Not all accounts are created equal. It’s only natural that you would care less about an ESPN Fantasy Football account than you would care about your online banking or PayPal account.
Anyone who spends even a little time thinking about security is careful to use a strong password and proceed with caution when accessing a service related to personal finance. However, a lot of users are also relatively careless about their primary webmail account, which often serves as a master key to all other accounts.
Think about it: whenever you set up nearly any online account, you’re prompted to enter a primary webmail account. There are a number of reasons for this. First and foremost, the service that you’re signing up for probably wants your email address for a variety of marketing and advertising reasons, the most obvious of which is so they can send you promotional content.
Much more importantly for us, this primary email account is also the place where you can recover online accounts if they become hijacked or if you forget your password. In this way, your primary email account is more sensitive than your PayPal or your banking account, because if the email account is compromised, so too are the PayPal and banking accounts.
Beyond that, a criminal in control of your webmail account can gather some serious intel about what other accounts you use online, and compromise those as well.
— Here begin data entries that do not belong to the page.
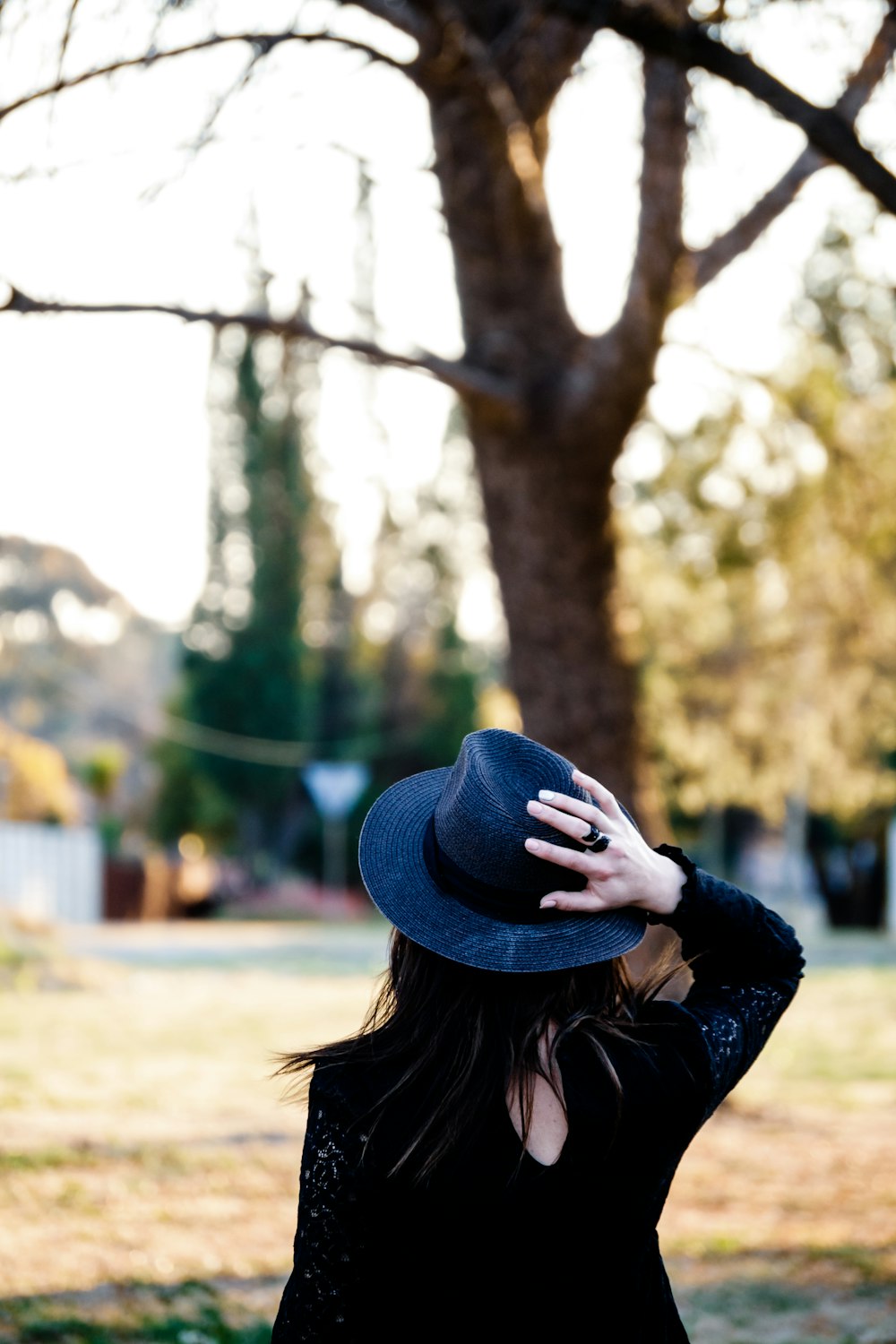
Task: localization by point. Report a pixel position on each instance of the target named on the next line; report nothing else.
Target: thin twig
(463, 378)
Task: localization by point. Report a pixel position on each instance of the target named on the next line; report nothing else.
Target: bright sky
(102, 422)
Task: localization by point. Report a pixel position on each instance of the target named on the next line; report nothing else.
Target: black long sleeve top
(495, 1246)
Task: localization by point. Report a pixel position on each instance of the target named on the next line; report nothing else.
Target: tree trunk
(546, 464)
(549, 521)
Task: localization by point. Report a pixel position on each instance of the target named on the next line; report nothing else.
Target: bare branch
(630, 346)
(466, 379)
(520, 145)
(261, 42)
(704, 263)
(692, 46)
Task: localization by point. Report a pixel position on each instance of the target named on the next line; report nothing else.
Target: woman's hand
(626, 873)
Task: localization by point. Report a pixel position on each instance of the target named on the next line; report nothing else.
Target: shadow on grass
(193, 1312)
(747, 1305)
(837, 1295)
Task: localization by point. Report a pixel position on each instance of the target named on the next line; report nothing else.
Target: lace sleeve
(319, 1303)
(745, 970)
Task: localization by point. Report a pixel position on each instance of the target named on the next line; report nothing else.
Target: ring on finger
(595, 840)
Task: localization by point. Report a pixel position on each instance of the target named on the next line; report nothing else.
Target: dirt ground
(148, 1161)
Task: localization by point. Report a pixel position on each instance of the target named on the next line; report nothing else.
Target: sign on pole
(335, 788)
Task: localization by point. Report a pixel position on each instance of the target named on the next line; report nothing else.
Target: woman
(490, 1153)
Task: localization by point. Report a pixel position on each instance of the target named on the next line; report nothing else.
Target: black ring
(595, 840)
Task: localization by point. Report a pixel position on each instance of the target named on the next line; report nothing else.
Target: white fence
(51, 873)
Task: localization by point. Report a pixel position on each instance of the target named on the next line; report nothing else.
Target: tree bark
(548, 513)
(546, 468)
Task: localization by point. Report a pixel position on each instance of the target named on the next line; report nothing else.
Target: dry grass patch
(150, 1161)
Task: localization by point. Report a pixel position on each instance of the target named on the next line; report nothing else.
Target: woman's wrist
(668, 889)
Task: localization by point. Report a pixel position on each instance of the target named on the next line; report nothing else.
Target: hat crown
(481, 820)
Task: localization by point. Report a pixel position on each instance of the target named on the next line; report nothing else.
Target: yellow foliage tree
(37, 785)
Therefore, a hacked webmail account is, in more cases than not, the equivalent of someone hacking your entire digital life.
Google and Apple accounts, depending on how you use those services (especially Gmail or iCloud), can potentially provide access to vast swaths of your online and physical existence. Additionally, Facebook and Twitter can have access to scores of other online accounts and should be considered critical as well. Facebook’s Connect feature in particular, acts as an authentication agent all over the web.
OpenID provides a similar service that – if compromised – could give an attacker access to any number of online accounts, including your primary webmail, so it should be strongly protected as well.
It’s impossible to say what accounts you use for which purposes, but you should occasionally audit yourself. Really examine your accounts’ settings pages and determine how they are connected to one another and to third party apps and services, and act accordingly.
Long story short: you need to start handling that primary email address in the same way you handle your online banking account, or perhaps even more carefully since it is your most precious online account. Do you access your bank account from public or unfamiliar computers? Then you shouldn’t access your primary email address like that either, because there is no way to know for certain if any computer other than your own is safe.
Similarly, when and if your account is hacked, attackers will use it as a tool to attack the accounts of your friends, family and digital acquaintances. A good attacker will look through a hacked account, gather context and send malicious emails that are nearly impossible for a human to recognize as such. A strong antivirus solution will protect you against email-borne attacks containing malware.